I am an assistant professor of chemical engineering who has been interested in the ritual abuse daycare cases because of the seemingly pathological science and logic that are used to send people to prison for decades. I set up a mailing list called "witchhunt" where these are discussed. I am not related to any of the families involved in this case and did not know any of them until after I had learned a lot about the case. At the end of this file I describe the history of how I learned about this case.

I first learned about this in January 1994 when there was a little debate about it on an internet mailing list. Curiosity got the better of me, and I looked up some newspaper articles and the Mass Supreme Court Decisions. The latter was particularly shocking in the mention of robots, animal slaughter, clowns, and magic rooms [these documents are available via anonymous ftp to liquid2.mit.edu in /pub/harris/witchhunt/fellsacre and /pub/harris/witchhunt/uncompressed]. I posted it to a bulletin board with some questions in a posting titled "mass molestation or witchhunt" and one reader who knew Violet Amirault's stepdaughter, Susan Leighton, through the FMSF forwarded my posting and other postings on the subject to family members.
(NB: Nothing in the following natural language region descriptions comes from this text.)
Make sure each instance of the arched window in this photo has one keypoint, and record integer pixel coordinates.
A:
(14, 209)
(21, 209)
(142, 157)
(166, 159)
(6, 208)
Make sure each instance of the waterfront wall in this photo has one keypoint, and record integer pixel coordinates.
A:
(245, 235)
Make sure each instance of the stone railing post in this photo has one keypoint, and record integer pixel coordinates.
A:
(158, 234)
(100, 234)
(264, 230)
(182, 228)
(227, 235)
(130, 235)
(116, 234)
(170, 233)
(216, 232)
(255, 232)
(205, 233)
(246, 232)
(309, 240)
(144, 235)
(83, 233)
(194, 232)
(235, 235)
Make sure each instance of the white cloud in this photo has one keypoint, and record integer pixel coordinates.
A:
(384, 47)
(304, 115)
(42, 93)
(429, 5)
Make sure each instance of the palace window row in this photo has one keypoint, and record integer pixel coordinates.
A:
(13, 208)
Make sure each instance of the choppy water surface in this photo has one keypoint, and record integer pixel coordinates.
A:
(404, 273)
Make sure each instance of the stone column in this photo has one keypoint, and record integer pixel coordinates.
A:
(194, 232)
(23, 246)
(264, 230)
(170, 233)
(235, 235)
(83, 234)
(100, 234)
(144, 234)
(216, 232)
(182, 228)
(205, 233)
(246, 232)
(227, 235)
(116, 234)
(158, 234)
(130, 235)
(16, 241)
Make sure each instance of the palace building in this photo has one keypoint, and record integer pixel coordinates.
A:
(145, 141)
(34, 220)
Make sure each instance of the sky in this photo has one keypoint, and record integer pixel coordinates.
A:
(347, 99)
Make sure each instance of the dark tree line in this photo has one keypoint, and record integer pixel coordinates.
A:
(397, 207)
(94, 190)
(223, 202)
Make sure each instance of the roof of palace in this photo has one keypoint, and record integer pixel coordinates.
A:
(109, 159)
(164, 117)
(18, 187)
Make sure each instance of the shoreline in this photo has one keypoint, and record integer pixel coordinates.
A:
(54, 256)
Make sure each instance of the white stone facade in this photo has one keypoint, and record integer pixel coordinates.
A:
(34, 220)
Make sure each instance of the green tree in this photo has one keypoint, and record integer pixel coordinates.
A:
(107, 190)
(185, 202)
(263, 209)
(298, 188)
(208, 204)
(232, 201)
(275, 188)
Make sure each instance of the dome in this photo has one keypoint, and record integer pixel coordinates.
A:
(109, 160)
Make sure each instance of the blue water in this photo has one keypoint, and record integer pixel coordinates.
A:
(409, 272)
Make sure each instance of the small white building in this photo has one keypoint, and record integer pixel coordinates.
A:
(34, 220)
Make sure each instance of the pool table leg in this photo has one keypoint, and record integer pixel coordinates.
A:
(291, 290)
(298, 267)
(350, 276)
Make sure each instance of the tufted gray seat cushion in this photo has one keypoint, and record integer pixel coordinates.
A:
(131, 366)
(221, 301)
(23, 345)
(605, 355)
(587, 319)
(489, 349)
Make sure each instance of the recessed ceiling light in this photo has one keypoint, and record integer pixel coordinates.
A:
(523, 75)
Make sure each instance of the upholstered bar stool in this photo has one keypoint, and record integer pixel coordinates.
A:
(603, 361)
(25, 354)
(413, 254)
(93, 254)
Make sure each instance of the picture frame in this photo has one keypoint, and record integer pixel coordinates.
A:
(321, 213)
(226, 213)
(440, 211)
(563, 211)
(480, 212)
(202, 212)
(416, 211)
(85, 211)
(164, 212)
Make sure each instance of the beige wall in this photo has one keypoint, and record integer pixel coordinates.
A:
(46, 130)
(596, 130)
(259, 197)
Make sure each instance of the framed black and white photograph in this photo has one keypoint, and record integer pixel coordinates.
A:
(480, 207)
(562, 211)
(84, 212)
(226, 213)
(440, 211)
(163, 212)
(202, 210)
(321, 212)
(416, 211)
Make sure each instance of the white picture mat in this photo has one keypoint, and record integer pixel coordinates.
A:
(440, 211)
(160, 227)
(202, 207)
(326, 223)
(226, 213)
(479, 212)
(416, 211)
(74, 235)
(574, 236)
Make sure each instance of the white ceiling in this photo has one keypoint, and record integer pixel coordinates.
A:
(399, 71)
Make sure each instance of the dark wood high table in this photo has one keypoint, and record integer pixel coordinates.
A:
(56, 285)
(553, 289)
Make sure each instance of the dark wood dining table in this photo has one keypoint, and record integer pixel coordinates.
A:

In the mean time I was rather interested in the Fells Acres case, especially because it occurred in Middlesex County, where I live and work. I gradually accumulated more articles from back issues of the Boston Globe on microfilm at MIT. In April I had to propose a seminar topic for a freshman seminar next fall. Enjoying controversy I chose the interaction between science and public policy. I added the infamous preschool trials to a list of possible topics ranging from organochlorine compounds to nuclear energy to lie detector tests. I thought using expert testimony from transcripts of a trial might be interesting (plus it would satisfy my curiosity about what actually went on in these trials. ). When I called the local courthouse, the clerk rudely told me all such transcripts were sealed. I later learned that this was totally false. Later someone posted to the bulletin board a response from Susan Leighton which included citations from trial transcripts and an indication that she could provide more information. This included more disturbing information. At around the same time I received a letter from Gerald Amirault stating that he his family could provide documents and information and that all of the major networks had other daycare cases to work on. I contacted Susan Leighton to get the portions of the transcripts she referred to. Soon afterwards I called the courthouse again and found that the transcripts were not sealed and that complete transcripts of the second trial, Violet Amirault's and Cheryl LeFave's trial, were available at the courthouse. I have since then continued investigating this and interviewed some people and obtained more documents from Gerald's wife as well as microfiche copies of Gerald's trial from the courthouse.